De selectielijst van een weergave kan ook expressies bevatten die niet rechtstreeks aan een kolom van een basistabel worden toegewezen. Sommige weergave-expressies, zoals een constante of functieaanroep, verwijzen mogelijk niet naar kolommen en kunnen worden genegeerd. Complexe expressies kunnen verwijzen naar meerdere kolommen, maar de ingevoegde en verwijderde tabellen hebben slechts één waarde voor elke ingevoegde rij. Dezelfde problemen zijn van toepassing op eenvoudige expressies in een weergave als ze verwijzen naar een berekende kolom met een complexe expressie. Een INSTEAD OF trigger op de weergave moet deze typen van expressies verwerken.

Prestatieoverwegingen

Omdat de ingevoegde en verwijderde tabellen virtuele tabellen zijn, zijn er geen eigenschappen zoals statistieken of indexen beschikbaar. Hoewel bepaalde kardinaliteitsgegevens uit deze tabellen worden weergegeven, moet u voorzichtig zijn bij het overwegen van het aantal rijen dat daar tijdelijk moet worden opgeslagen.

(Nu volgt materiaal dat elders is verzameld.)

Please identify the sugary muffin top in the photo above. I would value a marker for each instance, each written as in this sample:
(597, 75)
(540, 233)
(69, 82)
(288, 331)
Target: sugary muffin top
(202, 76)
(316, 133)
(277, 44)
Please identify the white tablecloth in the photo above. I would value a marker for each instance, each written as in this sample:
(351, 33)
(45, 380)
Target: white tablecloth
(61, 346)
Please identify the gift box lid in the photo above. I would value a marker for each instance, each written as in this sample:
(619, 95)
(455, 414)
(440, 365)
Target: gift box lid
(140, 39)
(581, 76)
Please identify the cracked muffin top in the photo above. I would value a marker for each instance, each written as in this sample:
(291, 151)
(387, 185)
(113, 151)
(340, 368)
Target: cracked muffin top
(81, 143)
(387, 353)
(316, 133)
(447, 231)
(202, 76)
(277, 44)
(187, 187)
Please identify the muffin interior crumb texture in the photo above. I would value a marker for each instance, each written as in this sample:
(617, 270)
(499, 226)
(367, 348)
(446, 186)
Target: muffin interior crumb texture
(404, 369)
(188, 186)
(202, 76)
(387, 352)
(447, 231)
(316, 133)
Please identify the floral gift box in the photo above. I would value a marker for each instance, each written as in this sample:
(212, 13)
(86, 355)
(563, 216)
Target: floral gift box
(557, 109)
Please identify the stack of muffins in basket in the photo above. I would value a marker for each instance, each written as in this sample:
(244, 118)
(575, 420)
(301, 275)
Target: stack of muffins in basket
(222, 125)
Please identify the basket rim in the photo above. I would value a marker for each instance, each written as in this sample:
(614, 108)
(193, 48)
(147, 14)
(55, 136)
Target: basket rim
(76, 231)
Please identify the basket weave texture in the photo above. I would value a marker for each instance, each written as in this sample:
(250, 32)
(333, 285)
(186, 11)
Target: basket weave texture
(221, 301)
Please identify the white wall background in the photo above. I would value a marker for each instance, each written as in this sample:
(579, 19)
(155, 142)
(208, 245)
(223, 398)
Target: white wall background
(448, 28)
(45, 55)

Het invoegen van een groot aantal rijen in deze tabellen en het uitvoeren van query's of samenvoegen met andere tabellen kan leiden tot suboptimale queryplannen en trage queryuitvoeringen. Zorg ervoor dat u uw toepassing zorgvuldig ontwerpt en test om te voldoen aan de behoeften van uw queryprestaties.

Volgende stappen

Zie het overzicht van DML-triggersvoor meer informatie.